Laptops, Chromebooks or tablets – what’s your type?

When it comes to refreshing your school’s mobile devices (or even purchasing them for the first time), there is a wider range of device types to choose from than ever before, and it’s not always easy for schools to discern which ones will serve their staff and pupils best.

I wanted to share my views with you, on the pros and cons of using laptops, Chromebooks and tablets in the classroom, so that schools can make an informed choice rather than one that’s based on which supplier gives the best sales pitch!

My thoughts and advice can be grouped into five key areas:

1. Portability and battery life:
On average Chromebooks and tablets have a similarly impressive battery life. This will differ from device to device but just to give a typical example: The iPad 2 has an advertised battery life of 10 hours while the HP Chromebook 11 gives 9.5 hours on a single charge. Laptops lose out in this department with a typical education-friendly model coming in at around 8 hours.
In terms of portability, it’s no surprise that tablets win hands-down, so a school regularly moves devices between classrooms or if pupils are allowed to take devices home, then it becomes more compelling to take a closer look at tablets.

Portability and battery life score: Tablets: 1 | Chromebooks: 1 | Laptops: 0

2. Reliability:
Chromebooks are designed to work directly ‘in the cloud’ so they are slightly less prone to software and operating system errors in comparison to laptops and tablets. However, their learning apps and collaborative features are entirely dependent on the school’s internet connection – if that fails then you may experience an interruption to the flow of a lesson. It’s worth noting that with Chromebooks, a user would be able to continue working offline on certain apps like Google Docs.
On the other hand, working collaboratively with laptops is often only dependent on the school’s local network, which rarely fails. Schools should ask themselves: How reliable is our internet connection? Do we want the majority of our learning resources to be accessed just online or both online and through the school’s local network? The reliability of these devices very much depends on the unique circumstances of each school so there is no clear winner here.

Reliability score: Tablets: 1 | Chromebooks: 1 | Laptops: 1

3. Versatility and usability:
There is no beating a laptop when it comes to the variety of ways in which you can access and share learning resources. Pupils can work and collaborate in the cloud via Microsoft Office 365 or Google Apps for Education, or they can work from the school’s local network or even from the laptop’s local hard drive if absolutely necessary. Furthermore, laptops can also accommodate processor-heavy applications (such as Photoshop or video editing software) while the other two devices are not designed to.
Lastly, laptops tend to have more port and connectivity options than tablets and their mouse-based Windows environment is familiar to most pupils and teachers. We think that laptops have the edge in this category.
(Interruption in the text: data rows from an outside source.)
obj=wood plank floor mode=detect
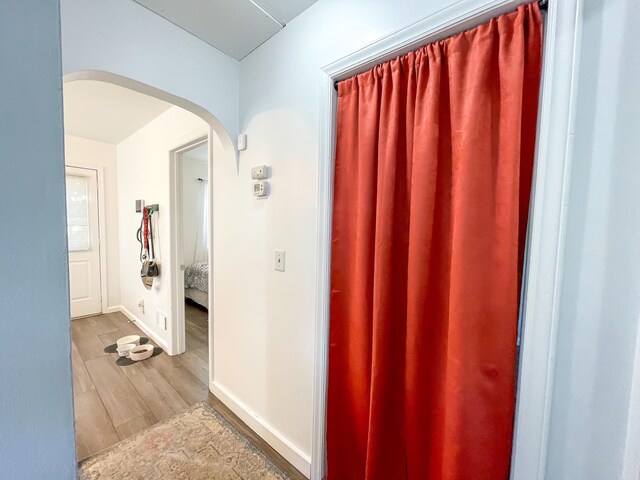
[71,303,306,480]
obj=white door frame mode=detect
[168,129,213,356]
[65,163,109,318]
[311,0,582,480]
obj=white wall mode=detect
[117,107,209,348]
[182,154,209,265]
[230,0,640,480]
[221,0,496,470]
[64,135,120,309]
[547,0,640,480]
[61,0,239,143]
[0,0,76,480]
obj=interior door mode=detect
[66,167,102,318]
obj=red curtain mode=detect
[327,4,542,480]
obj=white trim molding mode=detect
[168,128,213,356]
[310,0,582,480]
[120,306,171,355]
[210,381,311,477]
[65,163,110,313]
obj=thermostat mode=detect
[253,182,267,197]
[251,165,269,180]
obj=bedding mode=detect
[184,262,209,292]
[184,288,209,309]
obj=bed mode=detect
[184,262,209,309]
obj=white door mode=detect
[66,167,102,318]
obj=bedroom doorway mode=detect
[173,136,211,363]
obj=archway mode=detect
[63,70,230,414]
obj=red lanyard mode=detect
[142,208,149,254]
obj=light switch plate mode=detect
[273,250,284,272]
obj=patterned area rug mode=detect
[78,402,289,480]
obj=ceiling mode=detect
[134,0,317,60]
[64,80,172,144]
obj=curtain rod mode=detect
[333,0,549,90]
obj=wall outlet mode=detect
[253,181,269,198]
[238,133,247,152]
[273,250,284,272]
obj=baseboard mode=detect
[210,382,311,478]
[120,306,169,352]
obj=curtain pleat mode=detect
[327,4,542,480]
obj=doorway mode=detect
[65,167,102,318]
[172,137,211,360]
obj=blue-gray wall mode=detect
[0,0,75,480]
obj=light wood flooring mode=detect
[71,303,305,480]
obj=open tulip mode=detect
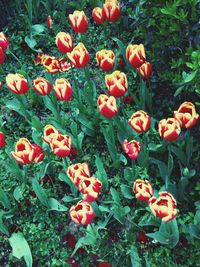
[128,110,151,133]
[69,10,88,33]
[6,73,29,95]
[97,94,118,119]
[148,192,177,222]
[56,32,73,54]
[96,49,115,71]
[158,118,181,141]
[33,77,51,96]
[67,43,90,68]
[105,70,128,97]
[174,102,199,128]
[133,179,153,201]
[122,139,141,160]
[126,44,146,68]
[53,78,72,101]
[69,200,94,225]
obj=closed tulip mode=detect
[6,73,29,95]
[96,49,115,71]
[126,44,146,68]
[158,118,181,141]
[33,77,51,96]
[105,70,128,97]
[128,110,151,133]
[133,179,153,201]
[53,78,72,101]
[122,139,141,160]
[97,94,118,119]
[69,200,95,225]
[148,192,177,222]
[69,10,88,33]
[174,102,199,128]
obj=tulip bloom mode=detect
[0,132,6,148]
[50,134,72,158]
[96,49,115,71]
[137,62,153,80]
[69,10,88,33]
[103,0,120,22]
[78,177,102,202]
[0,32,9,51]
[67,43,90,68]
[128,110,151,133]
[67,162,90,186]
[56,32,73,54]
[97,94,118,119]
[174,102,199,128]
[148,192,177,222]
[92,7,106,24]
[158,118,181,141]
[33,77,51,96]
[69,200,94,225]
[6,73,29,95]
[126,44,146,68]
[133,179,153,201]
[122,139,141,160]
[42,124,60,144]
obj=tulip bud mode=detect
[128,110,151,133]
[69,200,94,225]
[96,49,115,71]
[33,77,51,96]
[69,10,88,33]
[133,179,153,201]
[148,192,177,222]
[97,94,118,119]
[53,78,72,101]
[174,102,199,128]
[6,73,29,95]
[158,118,181,141]
[126,44,146,68]
[92,7,105,24]
[0,132,6,148]
[122,139,141,160]
[67,43,90,68]
[56,32,73,54]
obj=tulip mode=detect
[0,131,6,148]
[148,192,177,222]
[122,139,141,160]
[133,179,153,201]
[42,124,60,144]
[126,44,146,68]
[0,32,9,51]
[174,102,199,128]
[67,43,90,68]
[50,134,72,158]
[128,110,151,133]
[33,77,51,96]
[137,62,153,80]
[105,70,128,97]
[69,10,88,33]
[96,49,115,71]
[103,0,120,22]
[56,32,73,54]
[6,73,29,95]
[67,162,90,186]
[158,118,181,141]
[92,7,106,24]
[78,177,102,202]
[53,78,72,101]
[69,200,94,225]
[97,94,118,119]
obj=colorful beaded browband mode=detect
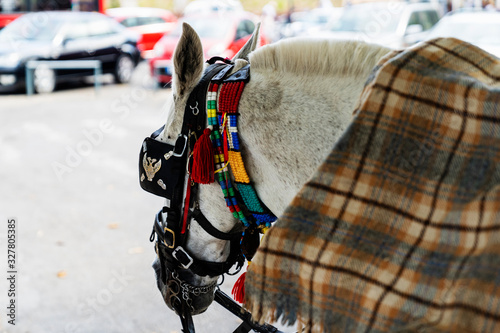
[203,75,277,227]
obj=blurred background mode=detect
[0,0,500,333]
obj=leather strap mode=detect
[181,63,227,138]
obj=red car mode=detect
[149,11,267,86]
[106,7,177,58]
[0,13,22,30]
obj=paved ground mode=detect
[0,63,286,333]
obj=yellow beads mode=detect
[229,150,250,184]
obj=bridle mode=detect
[139,57,286,333]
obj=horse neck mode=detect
[239,62,376,216]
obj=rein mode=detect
[139,58,284,333]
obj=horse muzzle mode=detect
[153,253,217,315]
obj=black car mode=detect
[0,12,140,92]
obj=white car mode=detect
[316,2,441,48]
[426,10,500,58]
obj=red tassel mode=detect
[191,128,215,184]
[231,272,247,303]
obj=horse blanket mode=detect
[245,39,500,332]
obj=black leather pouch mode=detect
[139,128,187,200]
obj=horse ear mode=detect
[233,22,260,61]
[172,23,203,97]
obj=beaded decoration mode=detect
[207,81,277,228]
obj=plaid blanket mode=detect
[245,39,500,332]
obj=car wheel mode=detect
[114,54,135,83]
[33,65,56,94]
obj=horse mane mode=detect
[249,38,390,75]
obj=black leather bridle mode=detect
[139,57,286,333]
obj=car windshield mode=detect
[429,20,500,45]
[330,7,399,34]
[0,15,61,42]
[170,17,231,39]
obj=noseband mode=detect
[139,58,277,333]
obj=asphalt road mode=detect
[0,65,278,333]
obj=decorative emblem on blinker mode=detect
[156,179,167,190]
[142,154,161,182]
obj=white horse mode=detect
[154,24,390,326]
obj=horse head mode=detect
[148,23,259,331]
[140,20,394,332]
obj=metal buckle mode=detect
[172,246,194,269]
[164,134,188,160]
[163,227,175,249]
Versatility and usability score: Tablets: 0 | Chromebooks: 0 | Laptops: 1

4. Ease of Management

Typically, the operating systems on all three types of device types are designed to be easily shared between users (i.e. there will be a customised experience for each user logging into the same device). But what about administrative tasks such setting policies and managing device licences? If a school’s network is Windows-based (like most schools are) then we feel that the devices most easily managed would be laptops and Chromebooks.
While managing Chromebooks may present a bit of a learning curve, like other Google products their management tools are designed for ease of use and simplicity. Administering some tablets that are connected to a Windows network, particularly iPads, often requires specialist knowledge and may require additional training for a school’s technicians or even the input of an expert consultant.
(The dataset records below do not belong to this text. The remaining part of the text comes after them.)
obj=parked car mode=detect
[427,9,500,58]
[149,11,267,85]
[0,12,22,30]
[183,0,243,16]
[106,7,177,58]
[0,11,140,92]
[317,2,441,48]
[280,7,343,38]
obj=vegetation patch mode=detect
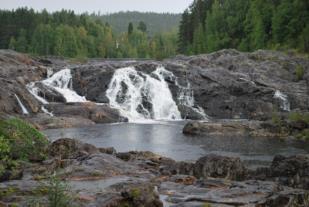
[0,118,48,180]
[295,65,305,81]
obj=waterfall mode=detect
[41,106,54,116]
[106,67,181,121]
[27,68,87,104]
[274,90,291,111]
[14,94,29,115]
[26,82,48,104]
[46,68,54,78]
[153,67,208,119]
[176,79,208,119]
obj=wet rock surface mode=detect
[73,50,309,120]
[0,50,309,127]
[0,138,309,207]
[183,120,288,137]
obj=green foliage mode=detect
[0,8,177,59]
[289,112,309,125]
[0,136,14,178]
[295,65,305,81]
[271,111,282,126]
[95,11,181,34]
[137,21,147,32]
[46,176,73,207]
[0,118,48,160]
[128,22,134,35]
[178,0,309,54]
[289,112,309,140]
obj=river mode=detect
[43,121,309,168]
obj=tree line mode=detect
[0,8,177,59]
[94,11,181,36]
[178,0,309,54]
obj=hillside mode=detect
[94,12,181,35]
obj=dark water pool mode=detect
[44,122,309,168]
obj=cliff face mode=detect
[0,50,309,120]
[73,50,309,120]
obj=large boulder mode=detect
[194,154,247,180]
[49,138,99,159]
[253,155,309,190]
[183,120,288,137]
[33,82,66,103]
[46,102,128,123]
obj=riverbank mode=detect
[0,134,309,207]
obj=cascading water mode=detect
[274,90,291,111]
[106,67,181,121]
[42,69,87,102]
[27,67,206,122]
[106,67,207,121]
[27,69,87,104]
[153,67,208,120]
[14,94,29,115]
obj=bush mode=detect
[0,136,17,180]
[295,65,305,81]
[0,118,48,161]
[289,112,309,125]
[46,176,73,207]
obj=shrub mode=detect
[289,112,309,125]
[46,176,73,207]
[0,118,48,161]
[295,65,305,81]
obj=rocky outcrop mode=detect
[73,50,309,120]
[252,155,309,190]
[194,155,247,180]
[26,113,95,130]
[46,102,128,123]
[0,50,309,120]
[0,138,308,207]
[183,120,288,137]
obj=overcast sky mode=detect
[0,0,193,13]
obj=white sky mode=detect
[0,0,193,13]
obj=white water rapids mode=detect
[27,68,87,104]
[274,90,291,111]
[27,67,206,122]
[14,94,29,115]
[106,67,181,121]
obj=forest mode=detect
[95,11,181,36]
[178,0,309,54]
[0,0,309,59]
[0,8,177,59]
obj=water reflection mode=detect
[44,122,309,167]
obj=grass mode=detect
[0,118,48,180]
[295,65,305,81]
[0,118,48,161]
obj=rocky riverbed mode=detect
[0,50,309,128]
[0,138,309,207]
[0,50,309,207]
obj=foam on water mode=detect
[274,90,291,111]
[42,68,87,102]
[106,67,181,122]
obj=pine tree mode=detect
[128,22,134,35]
[137,21,147,32]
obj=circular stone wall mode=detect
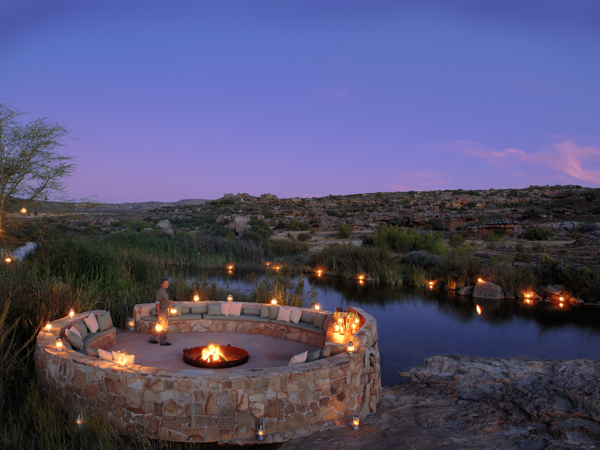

Ease of Management score: Tablets: 0 | Chromebooks: 1 | Laptops: 1

5. Price
Tighter purse strings make Chromebooks and tablets an attractive proposition for schools, with many models available at that ‘magic’ sub-£200 rate (unless you’re looking into iPads). On the other hand, schools do have the option of extending the lifespan of laptops by upgrading their processors and hard-drives and increasing their RAM. Still, we feel that Chromebook and tablets have the edge in this category.
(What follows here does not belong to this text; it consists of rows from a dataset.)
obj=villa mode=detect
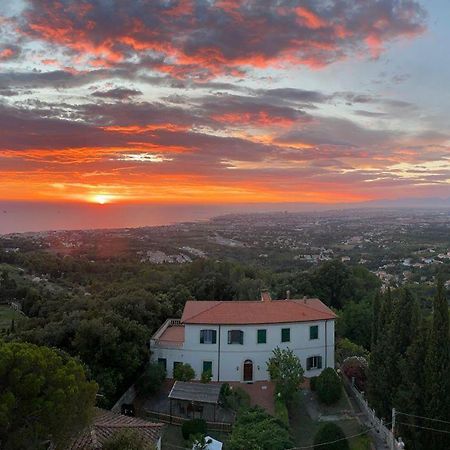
[150,292,336,382]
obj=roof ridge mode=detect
[94,422,164,428]
[183,300,220,323]
[289,298,336,315]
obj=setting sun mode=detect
[90,194,114,205]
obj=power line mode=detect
[396,411,450,425]
[398,422,450,434]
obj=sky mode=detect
[0,0,450,229]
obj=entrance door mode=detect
[244,359,253,381]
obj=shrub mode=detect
[219,383,231,405]
[181,419,207,440]
[336,338,369,363]
[200,370,212,383]
[224,387,250,411]
[227,407,293,450]
[267,347,303,401]
[102,430,156,450]
[341,356,368,392]
[316,367,342,405]
[275,396,289,428]
[173,363,195,381]
[314,422,349,450]
[136,363,166,395]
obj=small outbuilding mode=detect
[169,381,222,422]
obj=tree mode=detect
[368,290,397,418]
[425,278,450,450]
[336,338,369,363]
[181,419,207,440]
[102,429,156,450]
[136,363,166,395]
[227,407,293,450]
[173,363,195,381]
[313,259,350,308]
[394,303,428,450]
[0,342,97,450]
[314,422,349,450]
[316,367,342,405]
[336,300,373,349]
[370,292,381,350]
[267,347,303,401]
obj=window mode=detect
[200,330,217,344]
[228,330,244,345]
[306,356,322,370]
[258,330,267,344]
[158,358,167,370]
[281,328,291,342]
[203,361,212,375]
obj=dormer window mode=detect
[200,330,217,344]
[228,330,244,345]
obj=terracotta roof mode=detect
[158,325,184,344]
[181,298,336,325]
[67,408,164,450]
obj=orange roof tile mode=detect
[181,298,336,325]
[158,325,184,343]
[68,408,164,450]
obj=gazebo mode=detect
[169,381,222,422]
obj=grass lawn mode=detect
[162,425,227,450]
[289,392,370,450]
[0,305,22,331]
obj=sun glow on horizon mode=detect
[89,194,116,205]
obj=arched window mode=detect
[228,330,244,345]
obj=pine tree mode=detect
[425,278,450,450]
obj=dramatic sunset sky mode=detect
[0,0,450,232]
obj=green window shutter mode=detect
[281,328,291,342]
[309,325,319,339]
[203,361,212,374]
[258,330,267,344]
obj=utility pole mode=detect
[391,408,396,450]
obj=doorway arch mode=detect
[244,359,253,381]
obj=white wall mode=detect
[150,320,334,381]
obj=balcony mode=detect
[150,319,184,348]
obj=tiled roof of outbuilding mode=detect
[68,408,164,450]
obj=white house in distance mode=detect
[150,292,336,382]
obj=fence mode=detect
[111,385,136,413]
[342,373,405,450]
[145,409,232,433]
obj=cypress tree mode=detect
[425,278,450,450]
[371,292,381,351]
[394,301,427,450]
[368,289,394,418]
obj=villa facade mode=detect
[150,292,336,382]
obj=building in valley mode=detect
[150,292,336,382]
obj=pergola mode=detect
[169,381,222,422]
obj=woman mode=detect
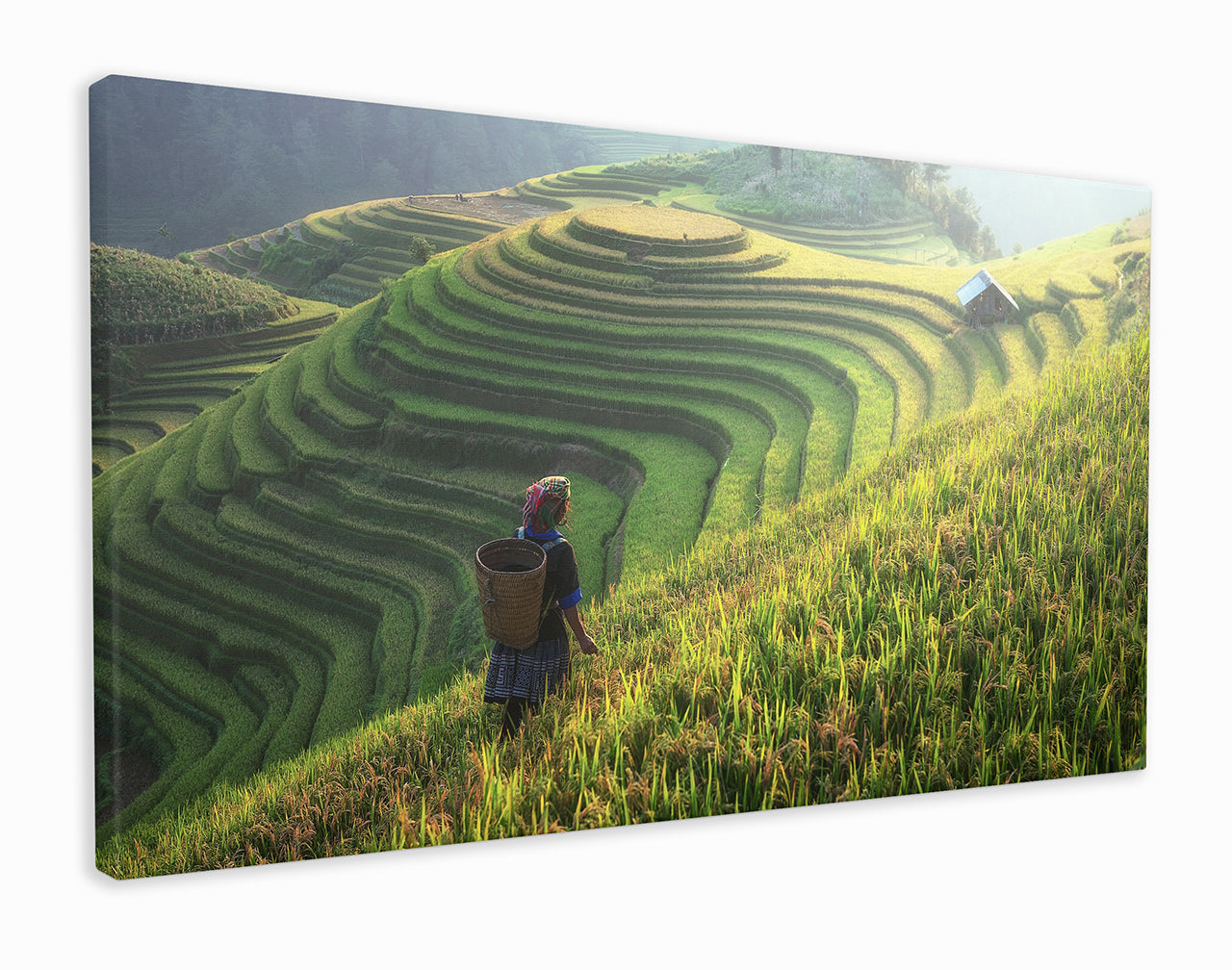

Price score: Tablets: 1 | Chromebooks: 1 | Laptops: 0

The Final Score

Score: Tablets: 3 | Chromebooks: 4 | Laptops: 3

As you can see it’s very close! While Chromebooks have a slight overall advantage, the true answer lies in how well the solution integrates into each school’s unique requirements and how much importance is attached to each of the above areas. For example, some schools are already heavily invested in Microsoft Office 365 so may not want to take that leap into a ‘cloud only’ Chromebook environment.